Package strmetric
provides functions to measure string similarity and distance for Go lang.
Currently, package provides following similarity metrics;
Dice-Sørensen algorithm is used to gauge the similarity of two samples.
strmetric.DiceSorensonMetric("night", "nacht") // 0.6
The Hamming distance measures the minimum number of substitutions required to change one string into the other, or the minimum number of errors that. Used for error detection.
strmetric.HammingMetric("11011001", "10011101") // 2
Jaro Similarity is the edit distance between two strings.
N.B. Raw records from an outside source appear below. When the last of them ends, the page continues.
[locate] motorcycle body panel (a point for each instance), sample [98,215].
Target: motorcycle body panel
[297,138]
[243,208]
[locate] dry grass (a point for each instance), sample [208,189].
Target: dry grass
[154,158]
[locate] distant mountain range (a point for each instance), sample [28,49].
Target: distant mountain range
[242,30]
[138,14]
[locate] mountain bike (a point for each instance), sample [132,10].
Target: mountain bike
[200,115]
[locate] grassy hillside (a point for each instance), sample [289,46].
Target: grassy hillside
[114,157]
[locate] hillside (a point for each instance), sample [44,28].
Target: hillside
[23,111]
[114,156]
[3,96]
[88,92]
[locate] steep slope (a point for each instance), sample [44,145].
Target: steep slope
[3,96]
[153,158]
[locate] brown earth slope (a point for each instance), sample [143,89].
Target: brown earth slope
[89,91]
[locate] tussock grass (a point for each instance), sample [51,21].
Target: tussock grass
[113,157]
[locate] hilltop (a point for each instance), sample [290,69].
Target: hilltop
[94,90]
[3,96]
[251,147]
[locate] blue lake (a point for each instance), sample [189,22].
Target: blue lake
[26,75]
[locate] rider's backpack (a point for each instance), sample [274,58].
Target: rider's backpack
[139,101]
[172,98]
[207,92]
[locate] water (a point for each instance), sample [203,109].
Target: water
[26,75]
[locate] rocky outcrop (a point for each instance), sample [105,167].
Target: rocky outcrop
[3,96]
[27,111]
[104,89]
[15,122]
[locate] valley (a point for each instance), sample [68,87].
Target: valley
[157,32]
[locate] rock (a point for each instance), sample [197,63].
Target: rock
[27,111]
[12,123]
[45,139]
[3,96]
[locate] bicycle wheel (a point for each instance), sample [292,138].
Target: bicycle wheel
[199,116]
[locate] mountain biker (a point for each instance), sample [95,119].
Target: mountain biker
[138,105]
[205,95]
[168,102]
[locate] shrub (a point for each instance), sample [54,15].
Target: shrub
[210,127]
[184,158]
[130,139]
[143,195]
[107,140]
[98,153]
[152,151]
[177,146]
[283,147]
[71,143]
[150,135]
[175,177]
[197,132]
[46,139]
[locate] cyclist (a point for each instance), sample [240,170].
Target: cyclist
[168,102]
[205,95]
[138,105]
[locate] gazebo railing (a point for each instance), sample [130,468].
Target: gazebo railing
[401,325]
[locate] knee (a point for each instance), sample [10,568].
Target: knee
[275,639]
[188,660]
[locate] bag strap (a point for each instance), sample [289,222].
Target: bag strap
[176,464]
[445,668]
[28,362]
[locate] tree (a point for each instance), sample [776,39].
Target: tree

The higher the Jaro distance for two strings is, the more similar the strings are.
strmetric.JaroMetric("JELLYFISH", "SMELLYFISH") // 0.896296
Uses the Jaro similarity but takes both string prefix into an account(up-to 4 characters) and factors into a score.
strmetric.JaroMetric("martha", "marhta") // 0.944444
strmetric.JaroWinklerMetric("martha", "marhta") // 0.961111
Levenshtein distance is a string metric for measuring the difference between two sequences. Used for spell checkers, error detection/correction in optical character recognition, etc.
strmetric.LevenshteinMetric("kitten", "sitting") // 3
Use of this source code is governed by an MIT license that can be found in the LICENSE file.